March 10, 2017, 10:41 AM HST · Updated March 10, 10:44 AM

The Hawaiʻi Tourism Authority has released two studies that show the impact of alternative accommodations in Hawaiʻi and the affect it has on tourism and housing availability statewide.

Daniel Nahoopii, HTA Director of Tourism Research, noted the two studies, “Hawaiʻi’s Home and Vacation Rental Market: Impact and Outlook by JLL’s Hotels & Hospitality Group” and “The Impact of Vacation Rental Units in Hawaiʻi  2016” by SMS Research and Marketing Services, provide an independent, factual analysis of how alternative accommodations affect tourism throughout the state.

Tourism.

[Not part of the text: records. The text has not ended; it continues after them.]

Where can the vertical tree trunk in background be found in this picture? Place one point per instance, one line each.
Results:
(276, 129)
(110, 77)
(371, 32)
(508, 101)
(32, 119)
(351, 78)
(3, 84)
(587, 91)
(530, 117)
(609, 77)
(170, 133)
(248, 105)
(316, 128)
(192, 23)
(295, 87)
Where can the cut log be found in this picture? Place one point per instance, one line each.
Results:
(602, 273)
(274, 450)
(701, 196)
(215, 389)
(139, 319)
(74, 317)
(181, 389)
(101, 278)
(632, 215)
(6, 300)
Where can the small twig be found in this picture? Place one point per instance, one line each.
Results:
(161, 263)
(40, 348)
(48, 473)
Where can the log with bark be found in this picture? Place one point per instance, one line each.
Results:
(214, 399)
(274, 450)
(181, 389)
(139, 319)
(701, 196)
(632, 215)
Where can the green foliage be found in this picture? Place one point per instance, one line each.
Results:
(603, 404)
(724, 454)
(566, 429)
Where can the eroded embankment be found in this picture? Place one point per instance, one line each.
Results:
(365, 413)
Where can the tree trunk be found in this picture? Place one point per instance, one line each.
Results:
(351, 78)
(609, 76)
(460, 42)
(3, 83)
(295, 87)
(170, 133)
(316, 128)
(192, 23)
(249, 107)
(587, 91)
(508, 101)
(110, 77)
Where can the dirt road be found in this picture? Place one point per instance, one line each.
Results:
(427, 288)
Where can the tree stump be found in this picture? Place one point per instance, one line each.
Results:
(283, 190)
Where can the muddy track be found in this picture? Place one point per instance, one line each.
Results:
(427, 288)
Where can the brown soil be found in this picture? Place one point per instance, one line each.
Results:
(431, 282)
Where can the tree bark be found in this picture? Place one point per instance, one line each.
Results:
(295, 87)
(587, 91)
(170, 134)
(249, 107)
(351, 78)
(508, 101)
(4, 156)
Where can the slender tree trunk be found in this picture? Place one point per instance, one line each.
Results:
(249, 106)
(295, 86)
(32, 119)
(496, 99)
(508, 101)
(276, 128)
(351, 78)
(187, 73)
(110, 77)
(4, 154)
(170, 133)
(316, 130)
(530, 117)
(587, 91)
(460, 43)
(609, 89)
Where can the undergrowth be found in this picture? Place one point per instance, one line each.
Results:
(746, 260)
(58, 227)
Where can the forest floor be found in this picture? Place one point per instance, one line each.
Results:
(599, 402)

Photo by Wendy Osher.

The two studies complement the information provided in HTA’s annual Visitor Plant Inventory and monthly visitor statistics results.

Nahoopii said, “The depth and quality of information in the studies is illuminating, both in providing the public with a better understanding about alternative accommodations on a statewide level and how it is being utilized by visitors and residents. Our responsibility at HTA extends beyond tourism marketing to doing what’s best for communities statewide. These studies help residents, policymakers and tourism stakeholders to determine what actions are appropriate going forward.


“Alternative accommodations, particularly rentals of homes and condos by visitors, has been a segment of Hawaiʻi’s tourism industry for more than 20 years, but has grown significantly in recent years due to increased demand by travelers,” he continued. “It’s noteworthy that 15% of visitors said they would not travel to Hawaiʻi if alternative accommodations were not available. Spending by these visitors generated an estimated $1.87 billion for Hawaiʻi’s economy in 2016.”

The current market share of visitors staying in Hawaiʻi hotels has decreased 6% compared to 2000 (68% vs. 62%), while total visitor arrivals have increased 23% over the same period.

The market share of visitors renting residential units and other alternative accommodations in the Hawaiian Islands is currently 10%.

In 2015, the average occupancy of visitors renting residential units was 42%, with the average length of stay approximately 11 nights. The average occupancy of visitors renting primary residential units was 37%, and 51% to rent secondary or investment properties.

Five to 9% of Hawaiʻi residents are currently utilizing their properties as vacation rentals statewide. However, most of those surveyed said they do not want to continue this practice. The market share of residential units used for vacation rentals is expected to grow slowly over the next five years and peak at 12% total.

A fraction of residents, 0.4%, are using the homes they live in to rent out rooms to visitors.

Sixty percent of residents surveyed were motivated by financial necessity to offer their residential units to visitors as vacation rentals, noting the added income was needed to subsidize their housing costs. Twenty-one percent of residents stated they rented out units to meet and interact with unique people.